Demographics of cohorts during diet interventions

Figure 1

CONSORT flow diagram. Flow chart depicting patient numbers during the different phases of the study. FODMAP, fermentable oligosaccharides, disaccharides, monosaccharides and polyols.

Faecal bacterial profiles discriminate between responders and non-responders before low FODMAP but not traditional IBS dietary intervention

OPLS-DA was performed on faecal bacterial profiles of responders and non-responders to diet therapy before and after the 28-day traditional IBS or low FODMAP dietary intervention.

Before intervention, bacterial profiles of responders and non-responders to a traditional IBS diet did not differ between the groups. The OPLS-DA fitted model for the traditional diet before the intervention comprised of one predictive component after exclusion of strong and moderate outliers and subsequent focus on variables with a VIP >0.7. The fit of the model was poor (R2=0.46) with no predictive ability (Q2=−0.04) and an unsatisfactory level of irrelevant model terms (ΔR2Q2=0.5) (figure 2A). After the traditional IBS diet, the similarity in responder and non-responder bacterial profiles was unaltered as evident by the indices of the one predictive component OPLS-DA model (R2=0.58, Q2=−0.41 and ΔR2Q2=0.99).

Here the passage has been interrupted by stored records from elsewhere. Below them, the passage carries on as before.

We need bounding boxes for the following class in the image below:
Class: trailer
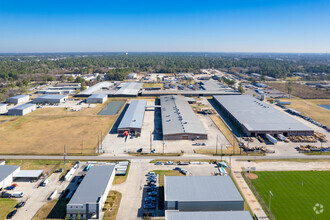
[265,134,277,144]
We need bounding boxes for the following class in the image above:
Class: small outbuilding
[86,94,108,103]
[8,103,37,116]
[164,176,244,212]
[32,95,68,104]
[6,95,30,105]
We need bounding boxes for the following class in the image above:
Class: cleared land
[281,98,330,127]
[249,171,330,219]
[267,82,330,99]
[103,190,121,220]
[0,199,17,219]
[0,99,125,155]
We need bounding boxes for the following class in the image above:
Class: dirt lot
[0,100,118,154]
[268,82,330,99]
[281,98,330,127]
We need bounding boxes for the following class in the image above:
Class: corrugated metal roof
[68,165,115,206]
[115,82,143,96]
[0,165,19,182]
[160,95,206,135]
[9,103,36,111]
[87,94,108,99]
[164,176,243,201]
[214,95,312,131]
[118,100,147,129]
[165,211,252,220]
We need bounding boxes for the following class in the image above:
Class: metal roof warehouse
[118,100,147,133]
[160,95,207,140]
[213,95,314,136]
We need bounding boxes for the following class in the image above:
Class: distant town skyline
[0,0,330,53]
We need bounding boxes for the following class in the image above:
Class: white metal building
[0,165,20,190]
[0,103,7,113]
[164,176,244,212]
[7,103,37,116]
[6,95,30,105]
[66,165,115,219]
[86,94,108,103]
[32,95,68,104]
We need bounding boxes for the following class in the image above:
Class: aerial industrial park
[0,65,330,220]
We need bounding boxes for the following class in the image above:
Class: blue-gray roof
[8,95,29,99]
[164,176,243,202]
[0,165,19,182]
[9,103,36,111]
[118,100,147,129]
[68,165,115,206]
[214,95,313,132]
[160,95,206,135]
[165,211,252,220]
[87,94,108,99]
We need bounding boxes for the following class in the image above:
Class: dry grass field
[281,98,330,127]
[267,82,330,99]
[0,99,126,155]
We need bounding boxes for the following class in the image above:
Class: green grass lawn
[250,171,330,220]
[0,199,17,219]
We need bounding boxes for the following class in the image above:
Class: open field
[249,171,330,219]
[0,99,121,155]
[103,190,121,220]
[0,198,17,219]
[281,98,330,127]
[267,82,330,99]
[33,199,69,220]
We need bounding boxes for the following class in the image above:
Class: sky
[0,0,330,53]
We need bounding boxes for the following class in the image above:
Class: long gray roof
[0,165,19,182]
[160,95,206,135]
[165,176,243,201]
[118,100,147,129]
[9,103,36,111]
[68,165,115,205]
[214,95,312,131]
[165,211,252,220]
[115,82,143,96]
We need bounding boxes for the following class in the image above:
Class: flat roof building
[165,211,252,220]
[0,103,7,113]
[160,95,207,140]
[66,165,115,219]
[118,100,147,134]
[213,95,314,136]
[32,95,68,104]
[7,103,37,116]
[0,165,20,190]
[6,95,30,105]
[164,176,244,212]
[86,94,108,103]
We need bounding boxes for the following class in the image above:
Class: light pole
[269,190,273,212]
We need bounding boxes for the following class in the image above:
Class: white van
[11,192,24,198]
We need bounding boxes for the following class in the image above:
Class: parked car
[7,209,17,219]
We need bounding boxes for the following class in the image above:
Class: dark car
[7,209,17,219]
[16,202,25,208]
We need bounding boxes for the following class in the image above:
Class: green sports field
[250,171,330,220]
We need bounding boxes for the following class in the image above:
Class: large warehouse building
[6,95,30,105]
[164,176,244,212]
[0,165,20,190]
[118,100,147,134]
[160,95,207,140]
[86,94,108,103]
[7,103,37,116]
[213,95,314,137]
[32,95,68,104]
[165,211,252,220]
[66,165,115,219]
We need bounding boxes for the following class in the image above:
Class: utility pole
[63,145,66,165]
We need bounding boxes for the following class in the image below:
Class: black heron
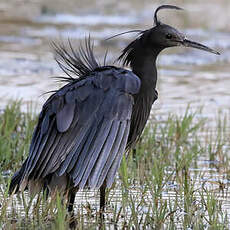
[10,5,219,215]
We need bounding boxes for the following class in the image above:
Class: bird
[9,5,220,215]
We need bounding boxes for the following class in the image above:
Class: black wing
[22,67,140,189]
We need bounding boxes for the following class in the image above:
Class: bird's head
[145,5,219,54]
[117,5,220,66]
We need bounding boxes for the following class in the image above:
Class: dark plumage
[10,5,217,214]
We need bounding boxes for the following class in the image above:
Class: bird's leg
[68,191,76,213]
[67,190,77,229]
[100,182,106,220]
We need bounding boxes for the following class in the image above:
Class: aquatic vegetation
[0,102,230,229]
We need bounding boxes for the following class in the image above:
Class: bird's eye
[166,34,172,39]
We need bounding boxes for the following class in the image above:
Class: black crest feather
[154,5,183,26]
[52,36,100,82]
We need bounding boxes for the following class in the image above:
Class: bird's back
[10,39,140,194]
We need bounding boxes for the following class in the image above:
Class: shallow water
[0,0,230,116]
[0,0,230,228]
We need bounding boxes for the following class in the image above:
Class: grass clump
[0,102,230,230]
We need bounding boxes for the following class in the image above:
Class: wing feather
[20,67,140,188]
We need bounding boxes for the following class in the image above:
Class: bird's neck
[130,49,161,90]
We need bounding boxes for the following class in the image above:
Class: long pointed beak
[181,39,220,55]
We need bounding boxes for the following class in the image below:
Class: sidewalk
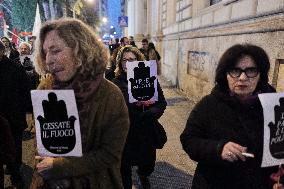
[133,77,196,189]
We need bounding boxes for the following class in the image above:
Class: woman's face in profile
[227,56,260,98]
[121,52,137,72]
[43,30,79,82]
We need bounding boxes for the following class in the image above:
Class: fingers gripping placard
[259,93,284,167]
[31,90,82,156]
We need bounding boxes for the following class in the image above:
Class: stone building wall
[123,0,284,100]
[161,0,284,100]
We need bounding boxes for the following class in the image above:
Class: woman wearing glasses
[113,45,167,189]
[180,44,275,189]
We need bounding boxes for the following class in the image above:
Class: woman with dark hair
[113,45,167,189]
[180,44,277,189]
[1,37,20,62]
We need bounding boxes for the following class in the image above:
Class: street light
[102,17,107,23]
[72,0,94,18]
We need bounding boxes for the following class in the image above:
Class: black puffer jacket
[180,86,277,189]
[113,73,167,165]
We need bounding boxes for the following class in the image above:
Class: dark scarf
[53,72,103,152]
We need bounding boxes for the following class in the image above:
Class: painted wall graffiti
[187,51,218,81]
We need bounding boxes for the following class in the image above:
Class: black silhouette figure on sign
[129,62,156,101]
[37,92,76,154]
[268,97,284,159]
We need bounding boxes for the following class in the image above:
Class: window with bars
[210,0,222,5]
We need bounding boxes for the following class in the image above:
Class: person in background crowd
[19,42,31,56]
[180,44,277,189]
[19,42,39,89]
[105,37,129,81]
[129,36,137,47]
[1,37,20,62]
[149,42,161,63]
[0,115,16,188]
[108,38,119,55]
[113,45,167,189]
[149,42,161,75]
[32,18,129,189]
[29,36,36,54]
[0,42,31,188]
[139,39,158,61]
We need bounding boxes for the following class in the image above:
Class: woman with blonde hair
[113,45,167,189]
[30,18,129,189]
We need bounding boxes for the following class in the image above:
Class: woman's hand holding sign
[35,156,54,174]
[221,142,250,162]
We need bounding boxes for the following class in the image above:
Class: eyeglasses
[122,58,137,62]
[228,67,259,78]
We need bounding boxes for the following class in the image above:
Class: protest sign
[126,60,158,103]
[259,93,284,167]
[31,90,82,157]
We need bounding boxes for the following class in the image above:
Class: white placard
[258,93,284,167]
[126,60,158,103]
[31,90,82,157]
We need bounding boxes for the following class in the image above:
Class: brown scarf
[53,72,103,152]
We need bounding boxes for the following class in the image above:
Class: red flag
[12,28,18,46]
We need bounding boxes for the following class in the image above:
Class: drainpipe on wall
[176,1,181,89]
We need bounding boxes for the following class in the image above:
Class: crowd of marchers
[0,18,284,189]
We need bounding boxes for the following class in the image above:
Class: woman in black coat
[0,115,16,188]
[113,46,167,189]
[180,44,277,189]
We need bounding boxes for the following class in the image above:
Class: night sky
[108,0,121,37]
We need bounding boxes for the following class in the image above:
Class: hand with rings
[221,142,247,162]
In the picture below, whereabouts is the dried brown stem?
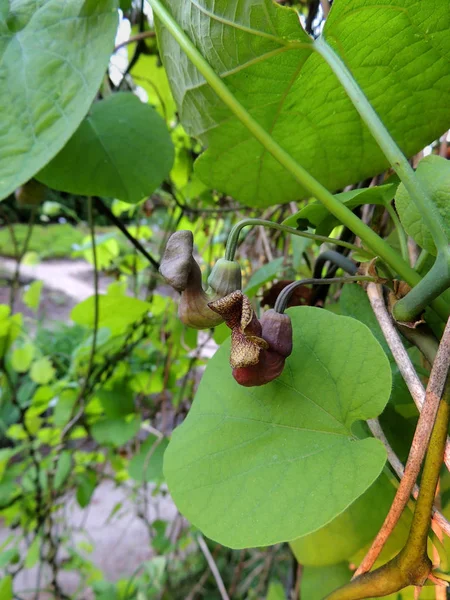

Although model fit had improved, the predictability of the model and thus the difference between R2 and Q2 had worsened (figure 2B). Thus, bacterial profiles of responders and non-responders to a traditional IBS diet did not differ between the groups before or after the intervention.

Figure 2

Bacterial profile analysis of non-responders and responders to dietary intervention. The GA-map Dysbiosis Test22 analysing signals from 54 probes targeting ≥300 bacteria on different taxonomic levels was used to create bacterial profiles for patients undergoing either traditional IBS diet (n=30) or low fermentable oligosaccharides, disaccharides, monosaccharides and polyols (FODMAP) (n=31) intervention. Any class discriminations made are depicted along the Y axis with each individual patient plotted along the X axis. (A) Multivariate discriminate analysis (orthogonal partial least squares discriminant analysis (OPLS-DA)) scatter plot showing the discrimination between non-responders (yellow dots) (one strong and two moderate outliers excluded) and responders (blue dots) (three moderate outliers excluded) (n=24) before traditional IBS dietary advice based on all bacterial probes (n=54), R2=0.46, Q2=−0.04. (B) OPLS-DA showing discrimination between non-responders (four strong outliers excluded) and responders (three strong outliers excluded) after traditional IBS dietary advice (n=23), R2=0.58, Q2=−0.41. (C) OPLS-DA scatter plot showing discrimination between non-responders (two strong and one moderate outliers excluded) and responders (one strong and one moderate outliers excluded) before a low FODMAP diet (n=26), R2=0.65, Q2=0.54. (D) OPLS-DA scatter plot showing discrimination between non-responders (two strong outliers excluded) and responders (three moderate outliers excluded) after low FODMAP diet (n=26), R2=0.55, Q2=0.26. An R2 value representing the goodness of fit shows the ability for a model to explain the data; while an R2 of 1 is the best possible fit, an R2>0.5 is acceptable for biological data.23 Q2 represents the predictive robustness of a model and is derived after leave one out validation. Like the R2 value, the higher the Q2 value the stronger its predictive ability with values >0.4 to be acceptable for biological data.23 IBS-C, constipation-predominant IBS; IBS-D, diarrhoea-predominant IBS; IBS-nonCnonD, IBS with mixed loose and hard stools (IBS-M) or unsubtyped IBS (IBS-U); IBS-SSS, IBS Symptom Severity Score.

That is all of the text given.